Faster-Than-Light Neutrino Puzzle Claimed Solved by Special Relativity

Technology Review – a likely but unconfirmed explaination for the faster than light experiement measurements has been put forward.

The relativistic motion of clocks on board GPS satellites exactly accounts for the superluminal effect, says physicist.

The radio waves carrying the time signal must travel at the speed of light, regardless of the satellites’ speed.

But there is an additional subtlety. Although the speed of light is does not depend on the the frame of reference, the time of flight does. In this case, there are two frames of reference: the experiment on the ground and the clocks in orbit. If these are moving relative to each other, then this needs to be factored in.

The OPERA team overlooks this because it thinks of the clocks as on the ground not in orbit.

How big is this effect? Van Elburg calculates that it should cause the neutrinos to arrive 32 nanoseconds early. But this must be doubled because the same error occurs at each end of the experiment. So the total correction is 64 nanoseconds, almost exactly what the OPERA team observes.

That’s impressive but it’s not to say the problem is done and dusted. Peer review is an essential part of the scientific process and this argument must hold its own under scrutiny from the community at large and the OPERA team in particular.

If it stands up, this episode will be laden with irony. Far from breaking Einstein’s theory of relatively, the faster-than-light measurement will turn out to be another confirmation of it.

Arxiv – Times of Flight between a Source and a Detector observed from a GPS satelite

The Michelson-Morley experiment shows that the experimental outcome of an interference experiment does not depend on the constant velocity of the setup with respect to an inertial frame of reference. From this one can conclude the existence of an invariant velocity of light.

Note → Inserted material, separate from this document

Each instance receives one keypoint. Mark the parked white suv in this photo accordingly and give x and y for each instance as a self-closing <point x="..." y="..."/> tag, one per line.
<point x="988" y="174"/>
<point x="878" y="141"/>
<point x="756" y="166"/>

However it does not follow from their experiment that a time-of-flight is reference frame independent. In fact the theory of special relativity predicts that the distance between the production location of a particle and the detection location will be changed in all reference frames which have a velocity component parallel to the baseline separating source and detector in a foton time-of-flight experiment. For the OPERA experiment we find that the associated correction is in the order of 32 ns. Because, judging from the information provided, the correction needs to be applied twice in the OPERA experiment the total correction to the final results is in the order of 64 ns. Thus bringing the apparent velocities of neutrino’s back to a value not significantly different from the speed of light. We end this short letter by suggesting an analysis of the experimental data which would illustrate the effects described.